Evil Harvest (41 page)

Read Evil Harvest Online

Authors: Anthony Izzo

The red-haired cop stood in the garage, a revolver clutched in his hand. He grinned at Matt. “Did you really think you’d win?” he said, and collapsed on the ground.
The automatic slipped from Matt’s hand. He looked at Jill’s body and screamed. And screamed.
 
 
He went to Jill and rolled her over, hoping for some sign of life. She flopped over on to the concrete. The bullets had shredded the front of her shirt. The blood had spread in a star-like pattern. It was futile, but he touched the side of her neck. She had no pulse.
With the back of his hand, he stroked her cheek. He looked at the police station, at the red-haired cop lying spread eagled in the garage. They had done it to him again. Taken it away. Right in front of his face.
He slid his arms under Jill and carefully picked her up. He walked to the unmarked car and opened the rear driver’s side door. Then he laid her on the backseat. After shutting the door, he looked down at his shirt and hands. They were smeared with her blood. He didn’t wipe it off.
He had left the automatic on the pavement. Scooping it up, he strode toward the open garage. He could smell the stink of Rafferty’s burning corpse. As he passed the red-haired cop he spotted a gas can. Gas can. That was what he needed.
He picked up the can and flipped the top open. Then he spattered the dead cop’s body with gasoline. He went through the cell block and squad room, dumping gas on anything he thought would burn.
After grabbing a road flare from the supply room, he walked back out and looked at the garage. The dead cop’s fingers twitched. There would be no resurrection this time.
He lit the flare and it hissed. Matt tossed it in to the the pooled gasoline in the garage. The flames crept across the floor, up and over the cop’s legs.
He’d never thought it would end like this—he’d hoped to ride out of Lincoln with Jill.
He got in the car, pulled out of the lot. The flames had caught, and now they shot out of the garage door as if from a dragon’s mouth. In the distance, sirens sounded. He glanced in his rearview mirror and watched the smoke rise and curl into the sky.
As he reached the edge of town, he passed Folsom Furniture. He tried not to think about Jill’s body in the backseat. He tried instead to remember sitting on her porch sipping lemonade, dinner at Morotto’s, the night of sweat and passion in her apartment. And what could have been.
He drove ten miles, into the village of York. As he rolled past the rows of drugstores, plazas, and bars that lined York’s main drag, he thought:
They have no idea
. All these people, scampering in and out, buying hair dye and condoms, picking up dry cleaning, drinking a cold one in a dank bar. They had no idea what was happening down the road in Lincoln.
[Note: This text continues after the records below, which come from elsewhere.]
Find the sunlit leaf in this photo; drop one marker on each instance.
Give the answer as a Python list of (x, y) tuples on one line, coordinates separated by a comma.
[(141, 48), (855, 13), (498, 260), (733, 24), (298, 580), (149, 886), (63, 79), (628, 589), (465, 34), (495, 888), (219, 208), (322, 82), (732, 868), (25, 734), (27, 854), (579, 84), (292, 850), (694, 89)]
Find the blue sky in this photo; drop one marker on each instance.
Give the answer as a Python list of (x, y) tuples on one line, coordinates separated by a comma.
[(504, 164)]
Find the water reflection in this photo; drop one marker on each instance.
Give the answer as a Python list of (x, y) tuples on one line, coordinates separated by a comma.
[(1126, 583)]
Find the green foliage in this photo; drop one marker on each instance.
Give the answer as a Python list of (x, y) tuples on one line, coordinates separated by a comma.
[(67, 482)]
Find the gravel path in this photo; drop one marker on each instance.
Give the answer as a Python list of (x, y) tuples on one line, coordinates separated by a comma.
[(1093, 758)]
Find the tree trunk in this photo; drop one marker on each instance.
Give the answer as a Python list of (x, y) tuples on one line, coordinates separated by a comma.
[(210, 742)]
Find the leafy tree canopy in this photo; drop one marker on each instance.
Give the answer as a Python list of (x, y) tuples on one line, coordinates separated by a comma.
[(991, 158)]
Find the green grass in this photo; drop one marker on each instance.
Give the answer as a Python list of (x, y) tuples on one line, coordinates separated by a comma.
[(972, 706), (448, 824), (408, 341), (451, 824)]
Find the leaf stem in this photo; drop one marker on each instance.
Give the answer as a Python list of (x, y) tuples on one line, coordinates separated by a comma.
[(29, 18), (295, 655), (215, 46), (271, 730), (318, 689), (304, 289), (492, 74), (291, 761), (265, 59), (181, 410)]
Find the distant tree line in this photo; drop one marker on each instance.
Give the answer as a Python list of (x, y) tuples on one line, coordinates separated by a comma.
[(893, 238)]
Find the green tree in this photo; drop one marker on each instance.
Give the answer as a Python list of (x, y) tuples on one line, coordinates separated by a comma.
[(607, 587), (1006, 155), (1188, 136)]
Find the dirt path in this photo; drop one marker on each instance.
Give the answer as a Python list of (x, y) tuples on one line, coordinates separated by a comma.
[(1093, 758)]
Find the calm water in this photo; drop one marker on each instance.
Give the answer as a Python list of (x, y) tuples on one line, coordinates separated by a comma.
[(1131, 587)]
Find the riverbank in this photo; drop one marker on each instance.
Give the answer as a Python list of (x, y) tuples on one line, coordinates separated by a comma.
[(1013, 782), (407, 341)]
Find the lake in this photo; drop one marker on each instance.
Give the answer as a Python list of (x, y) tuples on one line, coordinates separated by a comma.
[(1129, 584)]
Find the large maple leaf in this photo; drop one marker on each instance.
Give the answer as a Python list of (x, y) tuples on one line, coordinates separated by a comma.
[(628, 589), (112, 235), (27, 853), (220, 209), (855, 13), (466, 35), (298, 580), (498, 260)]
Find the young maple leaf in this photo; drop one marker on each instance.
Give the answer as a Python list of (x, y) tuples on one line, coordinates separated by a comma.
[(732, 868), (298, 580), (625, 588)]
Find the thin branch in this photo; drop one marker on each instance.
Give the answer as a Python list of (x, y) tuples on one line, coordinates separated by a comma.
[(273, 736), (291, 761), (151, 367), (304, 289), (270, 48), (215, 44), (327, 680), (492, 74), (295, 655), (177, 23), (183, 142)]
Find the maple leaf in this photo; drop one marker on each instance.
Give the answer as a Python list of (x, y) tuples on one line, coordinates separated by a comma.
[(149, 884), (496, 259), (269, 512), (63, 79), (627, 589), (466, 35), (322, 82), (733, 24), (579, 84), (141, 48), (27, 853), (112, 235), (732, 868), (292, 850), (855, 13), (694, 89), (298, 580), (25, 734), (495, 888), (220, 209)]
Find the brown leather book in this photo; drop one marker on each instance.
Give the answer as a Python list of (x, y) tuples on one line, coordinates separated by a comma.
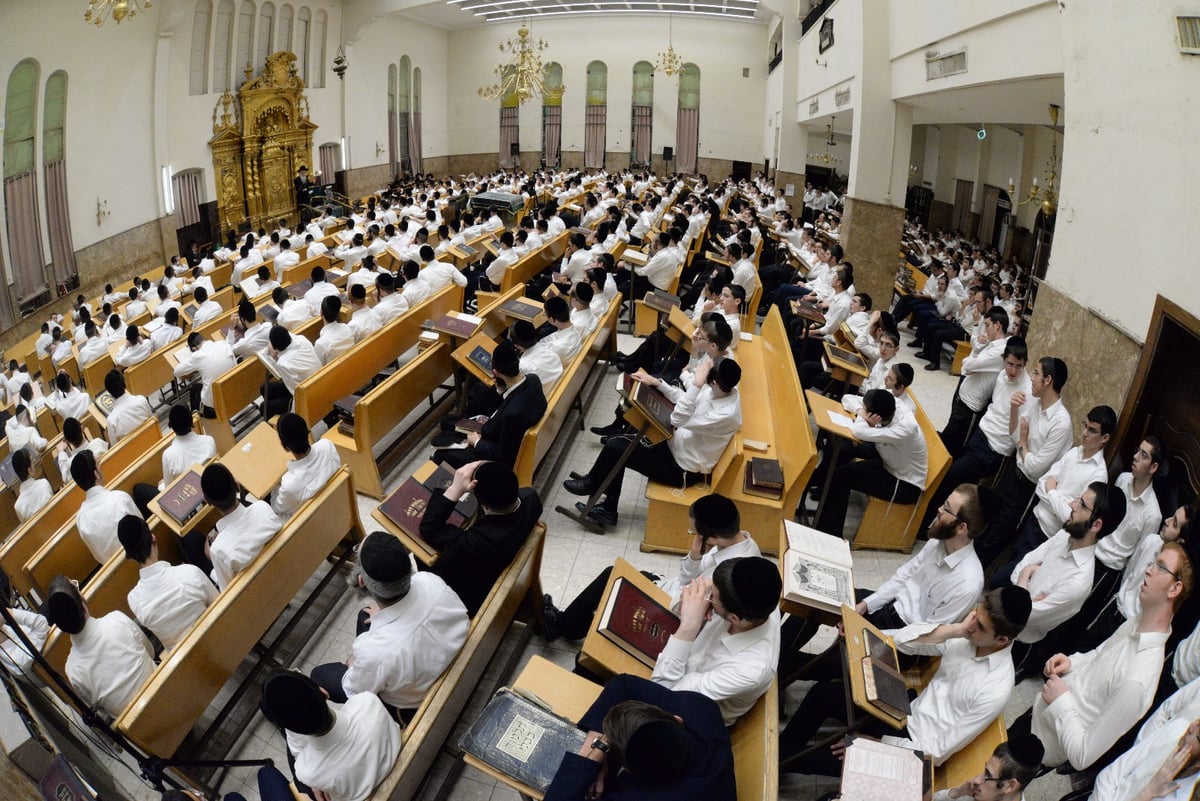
[(637, 622), (183, 498)]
He spotted the municipal building, a brick structure with tall white columns in front. He pulled up to the driveway for the lot and saw the red-and-white police cars in the lot. This was the right place.
He swung the car into a spot and killed the engine.
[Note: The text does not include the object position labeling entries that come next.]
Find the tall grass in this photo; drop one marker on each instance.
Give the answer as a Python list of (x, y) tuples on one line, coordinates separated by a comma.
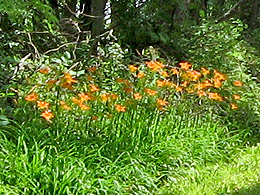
[(137, 149)]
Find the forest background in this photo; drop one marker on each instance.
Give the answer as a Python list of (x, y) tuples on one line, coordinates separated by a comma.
[(129, 97)]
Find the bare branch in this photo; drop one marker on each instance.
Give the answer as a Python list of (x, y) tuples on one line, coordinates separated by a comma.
[(230, 10), (81, 13)]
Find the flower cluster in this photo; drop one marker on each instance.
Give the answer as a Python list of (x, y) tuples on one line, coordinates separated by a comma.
[(202, 83)]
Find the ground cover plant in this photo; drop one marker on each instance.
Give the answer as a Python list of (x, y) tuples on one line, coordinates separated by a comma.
[(129, 97), (81, 132)]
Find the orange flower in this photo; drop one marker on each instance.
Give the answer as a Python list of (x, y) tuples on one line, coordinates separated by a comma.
[(92, 69), (51, 82), (132, 68), (233, 106), (189, 90), (205, 71), (43, 104), (47, 115), (194, 75), (69, 78), (84, 107), (160, 83), (93, 88), (184, 84), (217, 83), (161, 108), (83, 97), (67, 86), (218, 75), (237, 83), (120, 80), (120, 108), (113, 96), (150, 91), (94, 118), (44, 70), (185, 65), (105, 97), (76, 100), (140, 75), (137, 96), (164, 74), (161, 102), (206, 83), (128, 90), (32, 97), (236, 97), (169, 83), (201, 93), (215, 96), (175, 71), (179, 89), (64, 105), (154, 65), (90, 78)]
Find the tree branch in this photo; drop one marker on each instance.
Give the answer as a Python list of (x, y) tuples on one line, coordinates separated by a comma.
[(226, 15)]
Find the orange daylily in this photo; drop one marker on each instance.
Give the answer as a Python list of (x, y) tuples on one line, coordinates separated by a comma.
[(160, 83), (184, 84), (185, 65), (205, 71), (150, 91), (137, 96), (32, 97), (133, 68), (201, 93), (51, 82), (128, 90), (236, 97), (233, 106), (76, 100), (164, 74), (120, 108), (154, 65), (94, 118), (83, 97), (44, 70), (217, 83), (161, 102), (215, 96), (237, 83), (140, 75), (94, 88), (69, 78), (84, 107), (175, 71), (67, 86), (64, 105), (218, 75), (179, 89), (92, 69), (43, 104), (47, 115), (206, 83)]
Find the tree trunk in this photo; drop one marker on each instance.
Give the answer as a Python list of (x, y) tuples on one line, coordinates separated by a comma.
[(97, 25)]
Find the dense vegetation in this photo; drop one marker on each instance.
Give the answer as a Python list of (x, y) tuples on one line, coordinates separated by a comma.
[(129, 97)]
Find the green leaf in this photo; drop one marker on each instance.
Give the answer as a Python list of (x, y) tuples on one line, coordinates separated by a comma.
[(4, 120)]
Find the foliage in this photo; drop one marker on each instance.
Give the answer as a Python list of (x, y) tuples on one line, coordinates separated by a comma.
[(122, 122)]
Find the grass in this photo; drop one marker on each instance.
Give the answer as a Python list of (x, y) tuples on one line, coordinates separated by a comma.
[(240, 176), (186, 145), (140, 157)]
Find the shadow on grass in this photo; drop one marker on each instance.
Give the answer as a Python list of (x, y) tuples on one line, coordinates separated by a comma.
[(251, 190)]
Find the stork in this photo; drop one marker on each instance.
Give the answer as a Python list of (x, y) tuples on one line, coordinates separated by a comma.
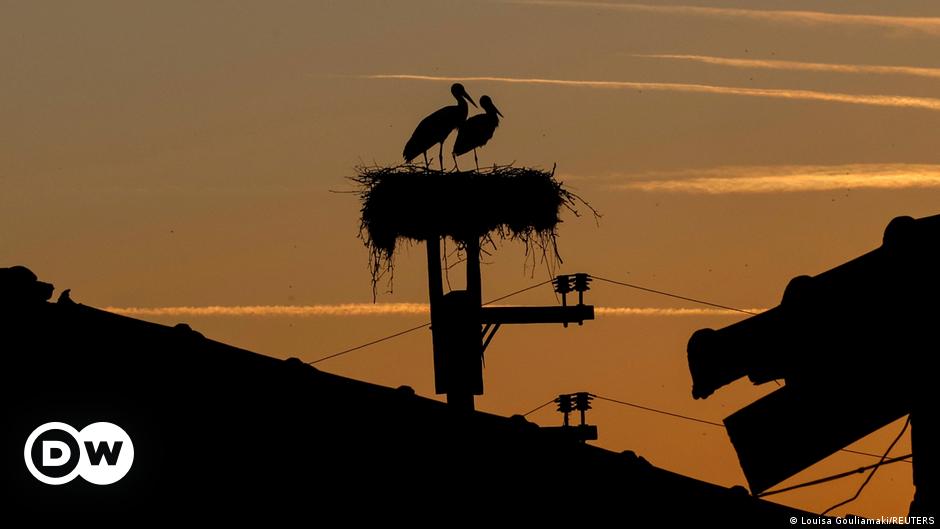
[(435, 128), (476, 131)]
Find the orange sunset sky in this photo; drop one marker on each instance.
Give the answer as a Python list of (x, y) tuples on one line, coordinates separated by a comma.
[(179, 154)]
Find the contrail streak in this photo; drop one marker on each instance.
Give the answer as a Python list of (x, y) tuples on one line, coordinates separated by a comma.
[(878, 100), (667, 311), (768, 64), (368, 309), (344, 309), (922, 25), (790, 179)]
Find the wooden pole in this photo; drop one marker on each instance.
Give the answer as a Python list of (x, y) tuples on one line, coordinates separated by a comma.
[(474, 279)]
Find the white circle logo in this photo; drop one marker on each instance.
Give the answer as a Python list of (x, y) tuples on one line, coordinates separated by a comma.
[(102, 453)]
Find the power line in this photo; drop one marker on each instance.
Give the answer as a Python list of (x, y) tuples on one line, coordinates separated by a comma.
[(511, 294), (367, 344), (689, 418), (661, 412), (874, 469), (671, 295), (530, 412), (412, 329), (827, 479)]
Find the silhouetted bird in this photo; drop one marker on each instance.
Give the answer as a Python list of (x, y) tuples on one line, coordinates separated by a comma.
[(478, 130), (435, 128), (64, 297)]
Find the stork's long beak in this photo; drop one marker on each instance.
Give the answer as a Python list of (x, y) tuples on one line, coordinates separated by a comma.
[(470, 99)]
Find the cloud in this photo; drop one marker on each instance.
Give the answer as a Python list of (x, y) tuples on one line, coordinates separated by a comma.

Entering the front door, he walked down a long hallway to a window cut out of the wall. A heavyset man in a police uniform stood with his elbows on a counter. Through the glass he said, “Help you, sir?”
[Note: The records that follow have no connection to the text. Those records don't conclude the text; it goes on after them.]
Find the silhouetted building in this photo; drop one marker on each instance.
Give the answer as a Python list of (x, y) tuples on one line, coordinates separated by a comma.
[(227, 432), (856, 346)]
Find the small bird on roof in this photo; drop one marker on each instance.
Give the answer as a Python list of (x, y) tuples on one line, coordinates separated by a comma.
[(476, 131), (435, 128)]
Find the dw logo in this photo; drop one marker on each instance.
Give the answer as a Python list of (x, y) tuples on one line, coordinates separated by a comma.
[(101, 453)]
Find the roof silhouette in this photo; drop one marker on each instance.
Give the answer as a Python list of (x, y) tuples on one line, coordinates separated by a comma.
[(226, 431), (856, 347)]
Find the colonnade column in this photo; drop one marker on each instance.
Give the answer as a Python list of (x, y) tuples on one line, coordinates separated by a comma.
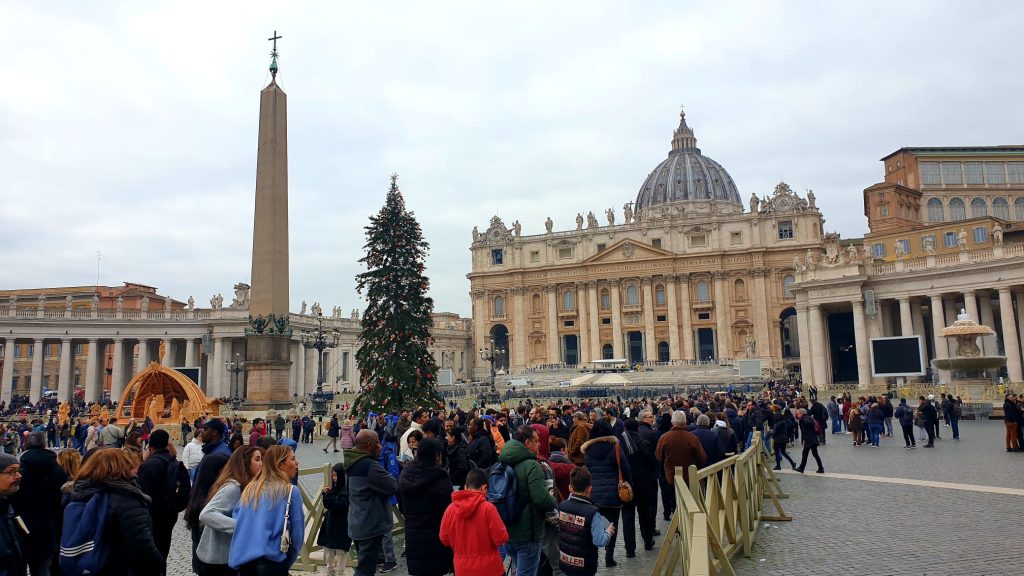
[(670, 289), (517, 360), (649, 341), (36, 386), (724, 342), (66, 385), (905, 320), (118, 370), (93, 386), (685, 326), (553, 347), (820, 370), (616, 322), (6, 386), (1011, 342), (863, 350), (595, 326), (585, 333)]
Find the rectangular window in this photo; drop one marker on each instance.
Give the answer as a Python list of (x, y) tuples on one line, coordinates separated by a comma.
[(951, 173), (785, 230), (995, 172), (930, 173), (972, 173)]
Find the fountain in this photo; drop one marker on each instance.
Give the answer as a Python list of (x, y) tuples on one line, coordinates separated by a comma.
[(969, 367)]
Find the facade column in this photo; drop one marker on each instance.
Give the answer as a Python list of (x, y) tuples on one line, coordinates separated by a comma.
[(650, 342), (93, 386), (905, 320), (670, 292), (595, 321), (553, 343), (863, 346), (517, 362), (190, 353), (988, 346), (66, 381), (616, 322), (215, 378), (723, 341), (817, 335), (804, 341), (36, 386), (686, 326), (7, 385), (118, 370), (583, 321), (1011, 342)]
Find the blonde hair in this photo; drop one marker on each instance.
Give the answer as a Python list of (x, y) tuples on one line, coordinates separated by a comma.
[(271, 480)]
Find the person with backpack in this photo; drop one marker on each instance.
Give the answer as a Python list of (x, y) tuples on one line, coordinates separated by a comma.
[(583, 529), (522, 498), (269, 522), (218, 525), (370, 490), (473, 529), (107, 525), (165, 481)]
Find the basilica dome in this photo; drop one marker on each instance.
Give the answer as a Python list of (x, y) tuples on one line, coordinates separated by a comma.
[(686, 175)]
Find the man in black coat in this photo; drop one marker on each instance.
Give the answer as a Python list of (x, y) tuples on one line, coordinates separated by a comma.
[(38, 502)]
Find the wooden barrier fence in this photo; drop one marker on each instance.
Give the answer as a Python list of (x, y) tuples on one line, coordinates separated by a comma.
[(718, 513)]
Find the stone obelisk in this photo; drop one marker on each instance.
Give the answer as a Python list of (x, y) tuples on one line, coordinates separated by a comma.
[(268, 336)]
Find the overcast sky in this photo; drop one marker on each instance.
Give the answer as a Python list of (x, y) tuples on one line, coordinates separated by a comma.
[(130, 128)]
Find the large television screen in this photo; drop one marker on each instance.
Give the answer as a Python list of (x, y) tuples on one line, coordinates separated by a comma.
[(898, 356)]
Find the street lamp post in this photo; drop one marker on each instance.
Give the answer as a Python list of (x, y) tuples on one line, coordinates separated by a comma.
[(491, 355), (320, 341), (236, 367)]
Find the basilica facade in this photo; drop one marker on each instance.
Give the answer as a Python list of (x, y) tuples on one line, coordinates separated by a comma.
[(691, 272)]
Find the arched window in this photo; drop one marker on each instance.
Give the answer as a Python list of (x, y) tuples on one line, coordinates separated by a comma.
[(632, 295), (663, 352), (702, 293), (936, 212), (787, 283), (1000, 208), (979, 207), (739, 289), (957, 211)]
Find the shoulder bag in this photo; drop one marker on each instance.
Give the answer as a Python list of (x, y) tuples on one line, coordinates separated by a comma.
[(625, 489)]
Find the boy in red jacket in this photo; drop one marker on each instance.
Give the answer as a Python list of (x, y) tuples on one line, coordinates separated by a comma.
[(473, 530)]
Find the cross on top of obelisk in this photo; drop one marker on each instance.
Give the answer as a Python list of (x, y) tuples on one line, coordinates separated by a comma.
[(273, 54)]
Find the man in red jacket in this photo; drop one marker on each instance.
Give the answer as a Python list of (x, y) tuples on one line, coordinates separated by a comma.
[(473, 530)]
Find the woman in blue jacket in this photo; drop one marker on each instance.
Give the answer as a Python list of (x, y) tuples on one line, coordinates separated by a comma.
[(268, 505)]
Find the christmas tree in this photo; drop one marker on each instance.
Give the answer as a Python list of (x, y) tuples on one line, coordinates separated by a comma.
[(395, 366)]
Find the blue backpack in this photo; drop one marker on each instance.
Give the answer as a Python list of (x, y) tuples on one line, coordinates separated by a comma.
[(82, 547), (503, 492)]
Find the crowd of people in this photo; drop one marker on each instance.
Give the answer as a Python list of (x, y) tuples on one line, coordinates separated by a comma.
[(547, 489)]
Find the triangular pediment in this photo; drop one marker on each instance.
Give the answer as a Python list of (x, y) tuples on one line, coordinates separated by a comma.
[(626, 250)]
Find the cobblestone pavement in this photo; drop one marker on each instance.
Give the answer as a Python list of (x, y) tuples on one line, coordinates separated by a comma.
[(847, 526)]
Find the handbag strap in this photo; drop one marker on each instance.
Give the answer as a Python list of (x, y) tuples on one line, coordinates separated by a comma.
[(619, 463)]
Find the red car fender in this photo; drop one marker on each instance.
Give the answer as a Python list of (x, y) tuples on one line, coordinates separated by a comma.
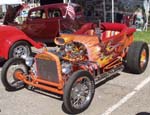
[(9, 35)]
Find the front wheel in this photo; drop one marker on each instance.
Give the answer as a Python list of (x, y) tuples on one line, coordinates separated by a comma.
[(78, 92), (8, 75), (20, 49), (137, 57)]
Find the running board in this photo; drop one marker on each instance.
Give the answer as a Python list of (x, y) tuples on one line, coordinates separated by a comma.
[(105, 75)]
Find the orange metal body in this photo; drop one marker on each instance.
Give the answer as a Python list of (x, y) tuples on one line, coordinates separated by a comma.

“I need to talk to a cop.”
The guy glanced at Matt’s shirt, and Matt looked down. He was covered with Jill’s blood.
“You hurt?”
Matt shook his head.
“I’ll get the lieutenant.”
Matt took a seat in one of the wooden chairs that lined the wall. A few moments later, a trim-looking cop in a crisp white shirt walked out of an office door. He approached Matt as if Matt were a ticking bomb that might detonate.
“How can we help you?”
“There’s a dead woman in the back of my car. It’s a brown sedan, you’ll see it. And you need to send someone into Lincoln. All hell’s breaking loose.”
 
 
He spent the next few hours in a haze, as if things around him were part of a play or television program and he was just observing. After the York police checked out the car and found Jill’s body in the back, the lieutenant, whose name was Campbell, sent a patrol car.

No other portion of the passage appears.